Antimicrobial resistance has emerged as a major global health concern due to the overuse of antibiotics. In 2021, around 1.2 million deaths worldwide were attributed to antibiotic resistance. In India, hospital surveys indicate that infections caused by drug-resistant bacteria have a mortality rate of 13%.

Antibiotics function:

They are used to kill bacteria or inhibit their growth without harming human cells. Antibiotics target unique bacterial structures or processes essential for survival.

Bacterial Cell Wall:

Unlike human cells, bacterial cells have a peptidoglycan cell wall, providing structural integrity.
Peptidoglycan Structure: Composed of alternating sugar molecules NAG (N-acetylglucosamine) and NAM (N-acetylmuramic acid).
The NAM-NAG chains are linked by peptides, forming a strong mesh-like structure.
Antibiotic Action: The first antibiotic, penicillin, targets the crosslinking step in peptidoglycan synthesis.
Weakening of the bacterial cell wall causes bacterial lysis and death.

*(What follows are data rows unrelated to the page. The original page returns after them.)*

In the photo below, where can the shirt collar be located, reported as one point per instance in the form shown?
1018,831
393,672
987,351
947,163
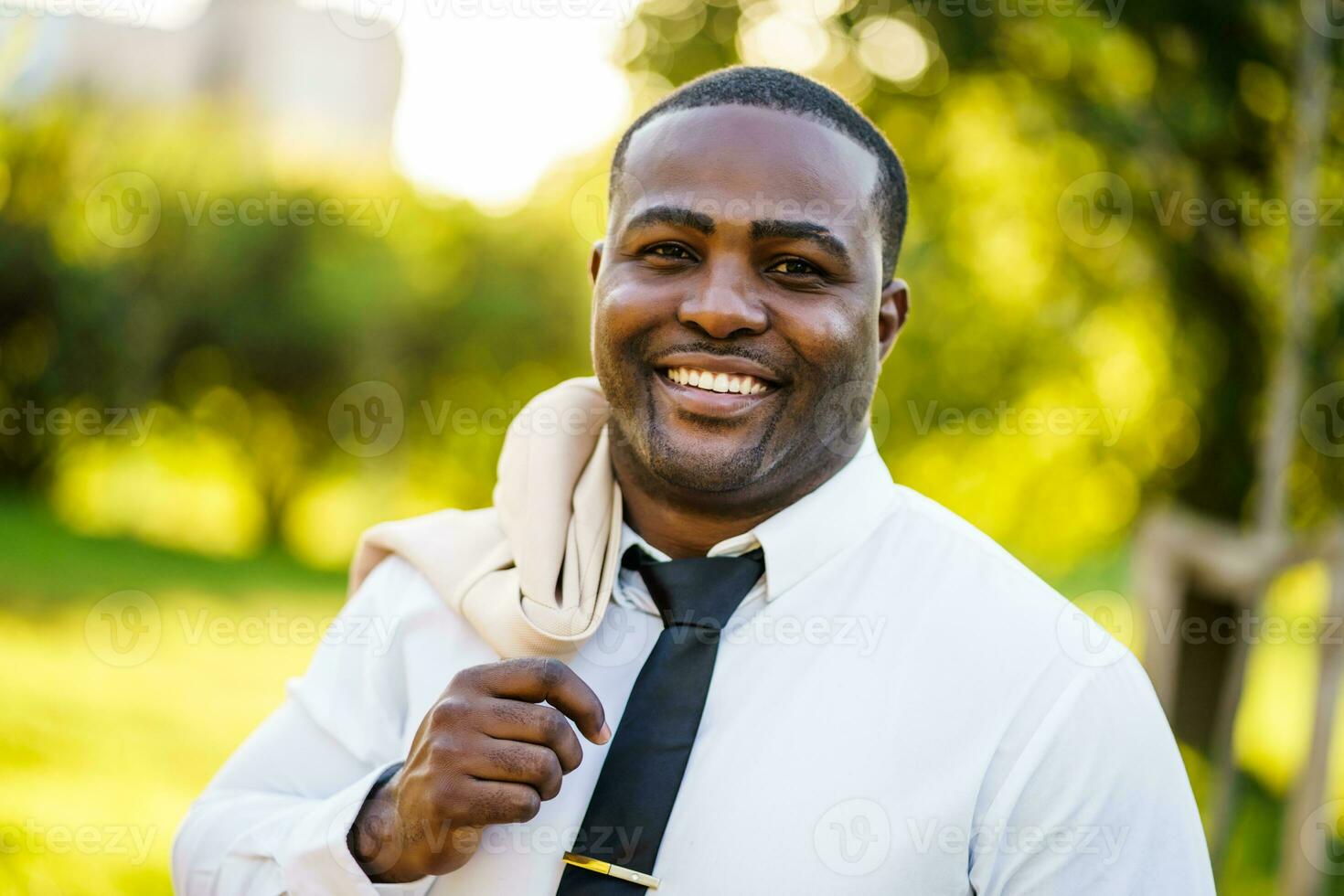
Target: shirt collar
800,538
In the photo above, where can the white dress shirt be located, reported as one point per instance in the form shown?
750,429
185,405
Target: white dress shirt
898,707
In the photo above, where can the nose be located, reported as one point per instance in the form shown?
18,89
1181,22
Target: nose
725,305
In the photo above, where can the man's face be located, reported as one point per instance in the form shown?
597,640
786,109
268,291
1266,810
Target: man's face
738,308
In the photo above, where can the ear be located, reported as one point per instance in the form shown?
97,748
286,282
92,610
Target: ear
892,309
595,261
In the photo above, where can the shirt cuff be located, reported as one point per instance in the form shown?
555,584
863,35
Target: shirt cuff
315,858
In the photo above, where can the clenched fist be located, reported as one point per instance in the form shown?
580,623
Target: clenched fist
485,753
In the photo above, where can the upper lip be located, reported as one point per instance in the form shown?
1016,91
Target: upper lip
720,364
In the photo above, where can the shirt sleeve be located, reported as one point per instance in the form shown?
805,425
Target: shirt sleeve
1089,795
277,816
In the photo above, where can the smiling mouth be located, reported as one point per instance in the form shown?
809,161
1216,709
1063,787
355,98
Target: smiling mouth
718,380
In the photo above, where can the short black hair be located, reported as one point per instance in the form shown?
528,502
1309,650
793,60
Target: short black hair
789,91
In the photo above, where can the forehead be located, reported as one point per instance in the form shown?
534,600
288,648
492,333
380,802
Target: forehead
750,164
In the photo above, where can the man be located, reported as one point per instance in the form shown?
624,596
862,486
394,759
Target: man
740,658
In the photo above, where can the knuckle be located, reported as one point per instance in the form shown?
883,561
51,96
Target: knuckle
449,712
527,805
554,726
549,670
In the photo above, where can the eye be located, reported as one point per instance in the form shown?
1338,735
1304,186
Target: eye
671,251
794,266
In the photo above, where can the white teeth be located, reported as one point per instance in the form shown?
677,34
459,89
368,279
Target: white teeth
709,382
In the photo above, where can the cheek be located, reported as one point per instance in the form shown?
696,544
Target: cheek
829,332
626,306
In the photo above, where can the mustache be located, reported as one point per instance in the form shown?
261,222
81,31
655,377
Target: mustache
757,357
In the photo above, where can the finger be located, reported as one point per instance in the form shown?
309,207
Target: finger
543,726
517,762
497,802
538,678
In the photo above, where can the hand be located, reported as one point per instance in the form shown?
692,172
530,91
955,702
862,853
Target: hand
484,755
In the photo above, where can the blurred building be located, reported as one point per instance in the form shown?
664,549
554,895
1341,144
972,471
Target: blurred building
314,82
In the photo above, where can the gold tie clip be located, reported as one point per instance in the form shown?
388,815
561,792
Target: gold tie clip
614,870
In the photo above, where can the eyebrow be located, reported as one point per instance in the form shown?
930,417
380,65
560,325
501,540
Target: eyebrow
672,215
805,229
809,231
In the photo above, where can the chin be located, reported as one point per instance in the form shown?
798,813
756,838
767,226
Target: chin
700,465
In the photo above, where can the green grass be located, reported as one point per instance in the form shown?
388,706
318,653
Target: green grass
45,563
102,749
101,752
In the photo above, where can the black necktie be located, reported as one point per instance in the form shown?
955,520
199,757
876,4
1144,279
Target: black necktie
644,764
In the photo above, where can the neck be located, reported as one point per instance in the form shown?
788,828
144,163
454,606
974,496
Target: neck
687,526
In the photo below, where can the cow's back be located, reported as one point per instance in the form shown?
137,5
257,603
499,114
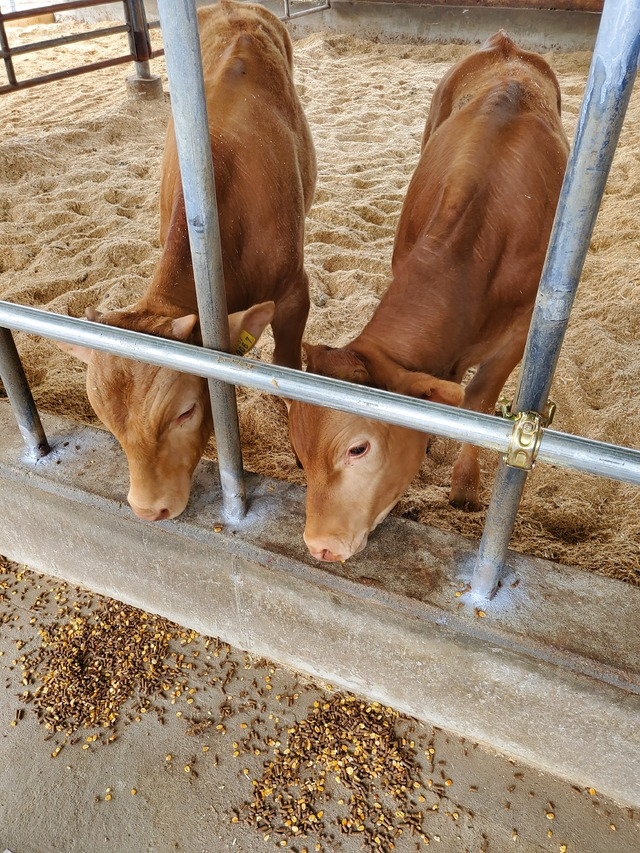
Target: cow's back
263,153
478,212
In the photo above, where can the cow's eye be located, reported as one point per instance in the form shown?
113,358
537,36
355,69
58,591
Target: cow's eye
186,415
359,449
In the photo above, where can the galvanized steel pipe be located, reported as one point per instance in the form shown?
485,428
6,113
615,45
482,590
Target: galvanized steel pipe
184,67
613,70
20,397
581,454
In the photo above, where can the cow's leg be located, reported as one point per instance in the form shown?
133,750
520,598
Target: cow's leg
481,395
289,321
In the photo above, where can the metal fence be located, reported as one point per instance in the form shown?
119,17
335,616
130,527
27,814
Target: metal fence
611,76
136,27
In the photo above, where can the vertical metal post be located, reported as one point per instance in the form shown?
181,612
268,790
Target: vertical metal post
8,62
19,393
611,75
139,42
184,66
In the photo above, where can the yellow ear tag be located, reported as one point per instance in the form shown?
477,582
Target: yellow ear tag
245,343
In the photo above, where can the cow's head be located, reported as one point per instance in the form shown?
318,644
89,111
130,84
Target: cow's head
161,418
356,468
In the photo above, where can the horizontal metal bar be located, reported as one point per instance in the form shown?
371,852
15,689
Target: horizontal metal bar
20,397
561,449
70,39
69,72
57,7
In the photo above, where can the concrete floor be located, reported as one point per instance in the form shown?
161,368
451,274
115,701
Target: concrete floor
60,805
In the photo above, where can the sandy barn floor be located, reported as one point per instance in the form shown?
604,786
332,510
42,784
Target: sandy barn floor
79,177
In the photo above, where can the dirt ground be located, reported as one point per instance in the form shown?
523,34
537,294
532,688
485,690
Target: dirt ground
79,178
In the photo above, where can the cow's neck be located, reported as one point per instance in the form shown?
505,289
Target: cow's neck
171,292
414,330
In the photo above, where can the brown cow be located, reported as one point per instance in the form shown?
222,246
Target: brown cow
466,263
265,176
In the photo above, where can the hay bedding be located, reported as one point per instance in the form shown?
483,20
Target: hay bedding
79,175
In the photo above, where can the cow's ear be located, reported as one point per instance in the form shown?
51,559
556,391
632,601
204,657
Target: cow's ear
82,353
182,327
415,384
336,363
245,327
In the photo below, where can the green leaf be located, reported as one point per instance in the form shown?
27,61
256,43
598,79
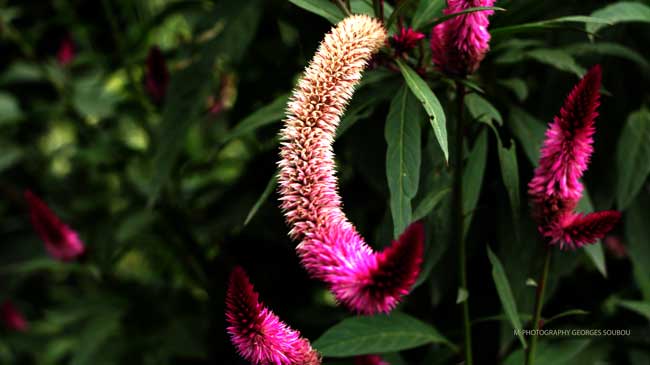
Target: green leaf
607,49
551,353
431,104
376,335
547,24
529,131
9,109
9,156
595,251
473,178
642,308
403,156
429,202
263,198
558,59
620,12
266,115
190,86
568,313
427,10
517,86
505,295
482,110
92,99
637,231
633,157
324,8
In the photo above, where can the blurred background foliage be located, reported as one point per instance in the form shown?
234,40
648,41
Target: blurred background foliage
169,194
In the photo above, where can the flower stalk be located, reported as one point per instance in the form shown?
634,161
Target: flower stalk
457,235
539,303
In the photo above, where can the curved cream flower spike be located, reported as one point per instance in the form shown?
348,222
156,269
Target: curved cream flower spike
331,249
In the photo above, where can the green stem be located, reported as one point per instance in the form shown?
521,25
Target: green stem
378,5
459,221
539,303
344,6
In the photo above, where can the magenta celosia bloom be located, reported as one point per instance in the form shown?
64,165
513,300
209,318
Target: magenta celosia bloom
370,360
556,188
156,75
331,249
615,245
12,318
61,242
259,335
65,54
405,40
459,44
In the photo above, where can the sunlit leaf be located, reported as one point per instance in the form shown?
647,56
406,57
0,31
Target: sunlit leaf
505,295
376,335
473,178
403,156
620,12
432,106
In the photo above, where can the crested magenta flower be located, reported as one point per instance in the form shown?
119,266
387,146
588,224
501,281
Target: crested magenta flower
12,318
65,54
370,360
61,242
555,189
459,44
330,247
405,40
259,335
156,75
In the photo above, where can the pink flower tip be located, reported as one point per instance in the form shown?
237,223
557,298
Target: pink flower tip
61,241
459,44
258,334
370,360
555,189
66,52
575,230
367,282
156,75
405,40
13,318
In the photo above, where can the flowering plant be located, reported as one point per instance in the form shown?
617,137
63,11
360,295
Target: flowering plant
324,182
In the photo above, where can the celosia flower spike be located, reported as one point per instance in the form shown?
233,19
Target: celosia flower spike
555,190
370,360
568,145
405,40
61,241
12,318
459,44
331,249
259,335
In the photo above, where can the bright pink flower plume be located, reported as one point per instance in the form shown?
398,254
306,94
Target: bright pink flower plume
259,335
156,75
556,189
405,40
459,44
61,242
12,318
370,360
331,249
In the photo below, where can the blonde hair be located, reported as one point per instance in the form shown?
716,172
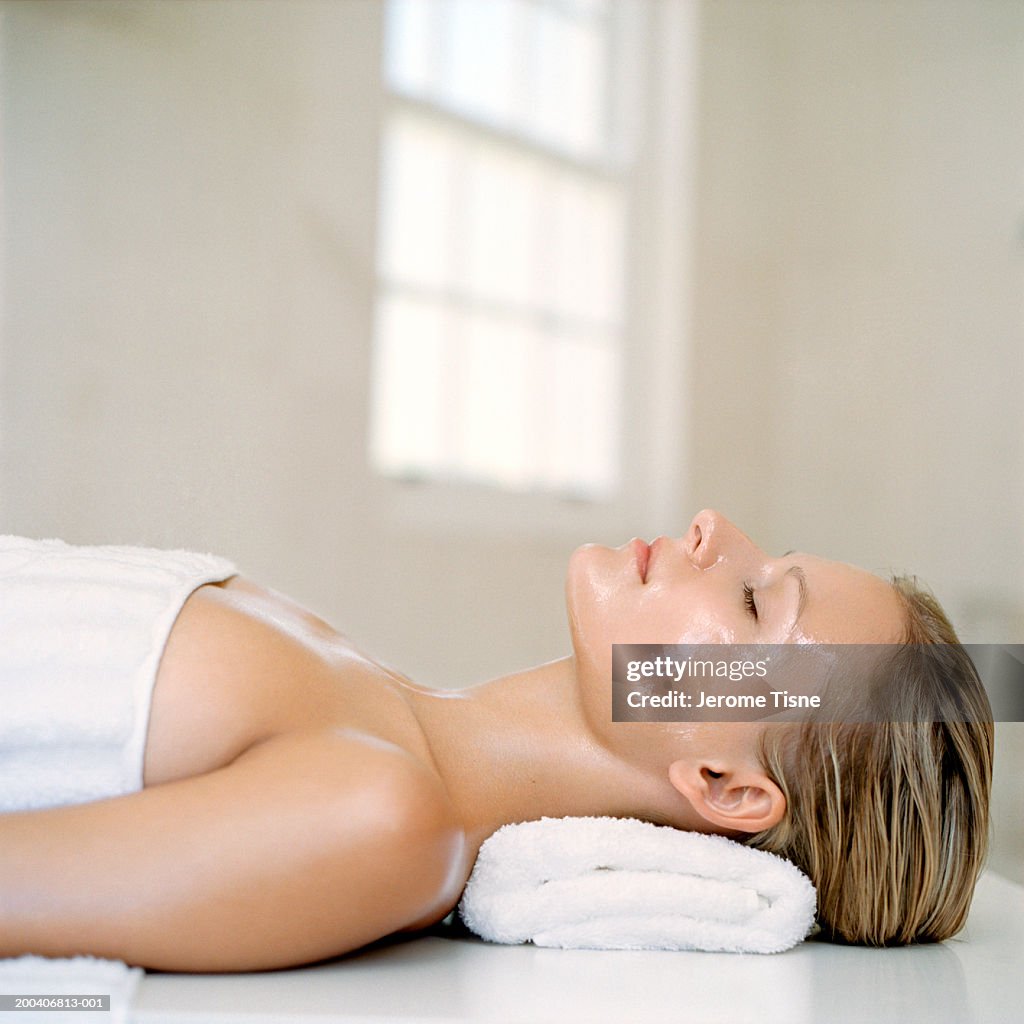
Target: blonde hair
889,818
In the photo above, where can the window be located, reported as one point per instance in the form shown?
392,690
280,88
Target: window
504,222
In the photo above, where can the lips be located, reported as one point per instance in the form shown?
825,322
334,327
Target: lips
642,552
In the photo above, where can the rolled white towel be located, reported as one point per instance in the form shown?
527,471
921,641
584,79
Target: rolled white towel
44,981
622,884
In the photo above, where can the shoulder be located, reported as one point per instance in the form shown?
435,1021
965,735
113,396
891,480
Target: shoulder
381,816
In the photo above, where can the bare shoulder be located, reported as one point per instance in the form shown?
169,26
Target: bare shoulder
383,820
307,846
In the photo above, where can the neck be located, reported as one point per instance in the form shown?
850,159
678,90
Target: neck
519,748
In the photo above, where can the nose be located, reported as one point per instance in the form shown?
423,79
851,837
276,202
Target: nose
712,537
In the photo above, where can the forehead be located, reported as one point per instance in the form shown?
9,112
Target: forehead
848,604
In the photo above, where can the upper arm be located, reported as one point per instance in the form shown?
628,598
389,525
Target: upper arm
306,846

Mechanisms of Antibiotic Resistance:

Bacteria have evolved multiple strategies to counteract antibiotics:
- Bacteria produce enzymes like penicillinase, which break down penicillin.
- Bacteria alter their cell wall components, reducing antibiotic effectiveness.
- Some bacteria develop pumps that expel antibiotics from the cell before they take effect.
- Bacteria can form protective biofilms, making them more resistant to antibiotics.

Bacterial Cell Division:

Bacterial growth requires constant cell wall synthesis.
Enzymes called endopeptidases break peptide crosslinks, while lytic transglycosylases (LTs) cut sugar chains.
These processes must be precisely coordinated for successful bacterial division.
Disrupting these mechanisms can offer new avenues for antibiotic development.

Recent Research:

Researchers at CCMB Hyderabad, have discovered that bacteria compensate for the loss of crosslink-cutting enzymes by producing excess LT scissors.
These findings help in understanding bacterial survival mechanisms and developing innovative treatments.
Future strategies may focus on:
- Inhibiting bacterial adaptation mechanisms.
- Developing novel antibiotics targeting newly discovered bacterial enzymes.
- Exploring alternative treatments such as bacteriophage therapy and antimicrobial peptides.

Biofilms:

Biofilms are structured communities of microorganisms that adhere to surfaces and are encased within a self-produced matrix of extracellular polymeric substances (EPS), primarily composed of polysaccharides, proteins, and nucleic acids.
Formation Process:
- Microorganisms first adhere to a surface.
- The initial colonizers proliferate, forming microcolonies.
- The biofilm matures into a complex, three-dimensional structure.
- Cells or clusters detach to colonize new areas.

Biofilms exhibit increased resistance to antibiotics and disinfectants, posing challenges in medical treatments.
The EPS matrix shields the microorganisms from environmental threats, including the host’s immune system.
Biofilms can form on various surfaces, both biotic and abiotic, such as medical devices, natural water systems, and human tissues.
Biofilms are implicated in chronic infections due to their resilience against standard antimicrobial therapies.